Choć nie brak i takich, którzy twierdzą, że Turek jest świetnym aktorem, który w obawie o własne życie robił i robi wszystko, by całkowicie utracić wiarygodność. W ten bowiem sposób nie stanowiłby już zagrożenia dla prawdziwych zleceniodawców zamachu na papieża i zachowałby życie.
O tym, że 27 grudnia pojawi się w Watykanie – w 31. rocznicę wizyty, którą złożył mu w celi w rzymskim więzieniu Rebibbia Jan Paweł II – Agca powiadomił włoskie media. Efektem były wywiady telewizyjne. Na zdjęciach w prasie Agca pozował na placu św. Piotra z bukietem białych róż, które później złożył na grobie polskiego papieża. Jak powiedział, tym gestem i modlitwą u grobu chciałby wyrazić wdzięczność Janowi Pawłowi II za to, że ten mu wybaczył, i równocześnie złożyć hołd „swemu duchowemu bratu".

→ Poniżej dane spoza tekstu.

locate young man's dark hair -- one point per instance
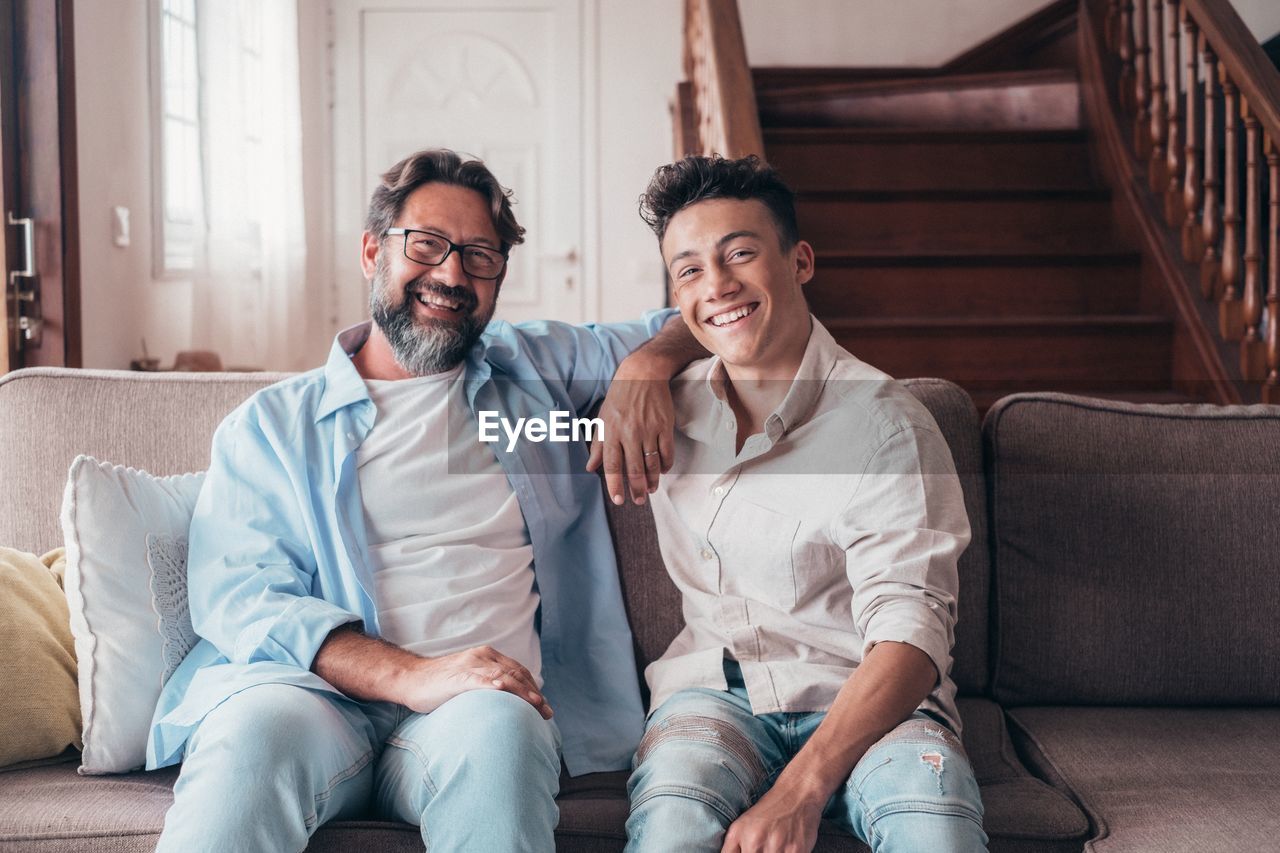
(698, 178)
(442, 165)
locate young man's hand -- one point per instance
(776, 824)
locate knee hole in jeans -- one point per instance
(698, 729)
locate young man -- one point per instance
(812, 521)
(389, 607)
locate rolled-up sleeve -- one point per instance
(251, 569)
(586, 356)
(904, 532)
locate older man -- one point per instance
(389, 607)
(812, 521)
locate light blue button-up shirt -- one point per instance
(278, 556)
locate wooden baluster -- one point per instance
(1159, 106)
(1193, 247)
(1127, 94)
(1211, 223)
(1271, 387)
(1141, 82)
(1229, 320)
(1253, 364)
(1174, 158)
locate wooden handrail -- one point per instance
(1238, 50)
(1206, 112)
(721, 92)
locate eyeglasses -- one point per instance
(432, 250)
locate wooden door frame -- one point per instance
(37, 68)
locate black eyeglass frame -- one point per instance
(453, 247)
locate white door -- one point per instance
(501, 81)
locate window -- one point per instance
(178, 199)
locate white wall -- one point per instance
(639, 67)
(636, 65)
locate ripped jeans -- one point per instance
(705, 758)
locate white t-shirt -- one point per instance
(448, 544)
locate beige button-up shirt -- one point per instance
(836, 528)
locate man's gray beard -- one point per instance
(421, 347)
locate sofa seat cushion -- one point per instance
(1134, 552)
(55, 810)
(1176, 780)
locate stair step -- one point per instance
(881, 286)
(1011, 100)
(946, 222)
(1016, 352)
(777, 77)
(814, 159)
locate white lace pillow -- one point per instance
(167, 557)
(126, 534)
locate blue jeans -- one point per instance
(272, 763)
(705, 758)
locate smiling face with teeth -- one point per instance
(426, 318)
(737, 288)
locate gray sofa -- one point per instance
(1116, 657)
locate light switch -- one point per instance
(120, 226)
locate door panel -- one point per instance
(39, 174)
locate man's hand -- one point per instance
(373, 670)
(639, 436)
(639, 415)
(777, 824)
(432, 682)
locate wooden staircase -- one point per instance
(963, 232)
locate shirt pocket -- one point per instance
(755, 548)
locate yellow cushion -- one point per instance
(39, 702)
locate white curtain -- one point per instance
(250, 290)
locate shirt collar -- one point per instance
(343, 384)
(818, 361)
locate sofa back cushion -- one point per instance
(1136, 552)
(653, 602)
(160, 423)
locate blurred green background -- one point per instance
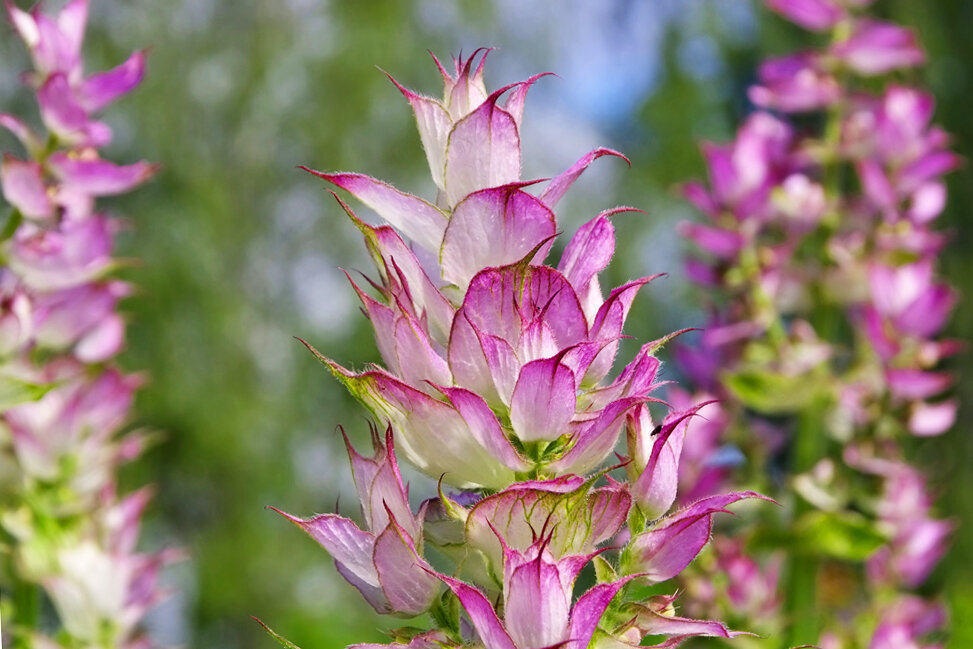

Turek tym razem wyjaśniał, że zamach na polskiego papieża był dopełnieniem trzeciej tajemnicy fatimskiej (Matka Boska objawiła się w Fatimie trojgu dzieciom pastuszkom, przepowiadając śmierć papieża w zamachu). Jednocześnie przedstawiał się jako narzędzie w ręku Boga i cudu – bo papież nie zginął.
Zamachowiec, który nie trudni się żadną pracą, ujawnia, że teraz, gdy spłacił dług wobec wymiaru sprawiedliwości, chce podróżować, poznać Stany Zjednoczone i Rosję. Chce się również spotkać z papieżem Franciszkiem i marzy o tym, by papież udzielił mu chrztu. Agca jednak bezskutecznie już zabiegał o spotkanie z Franciszkiem, gdy ten w ubiegłym miesiącu odwiedził Turcję. Chciałby równocześnie podziękować Franciszkowi za promowanie pokoju i braterstwa. Obiecuje, że niejako w zamian za spotkanie ujawniłby papieżowi, kto zlecił zamordowanie Jana Pawła II.
Francuski kardynał Paul Popard, były przewodniczący Papieskiej Rady ds. Kultury i Komisji ds. Dialogu Międzyreligijnego, wyraził zadowolenie z wizyty i modlitwy Agcy przy grobie polskiego papieża. Dodał przy tym, że „tylko Bóg wie, czy pokuta Agcy jest szczera. Nie chciałbym nadawać wielkiego rozgłosu temu wydarzeniu, bo nie do końca znamy motywy, którymi kierował się Agca, przybywając do Rzymu". Włoscy publicyści są bardziej krytyczni. Historyk Adriano Prosperi w „La Repubblica" napisał, że „najwyraźniej Agca cierpi na głód popularności, której i tak już zaznał w nadmiarze". Antonio Ferrari na łamach „Corriere della Sera" stwierdził: „Dobrze, że w Watykanie przyjęli go chłodno. Szukał bezpłatnej reklamy, a nikt już nie może słuchać jego kłamstw o zamachu".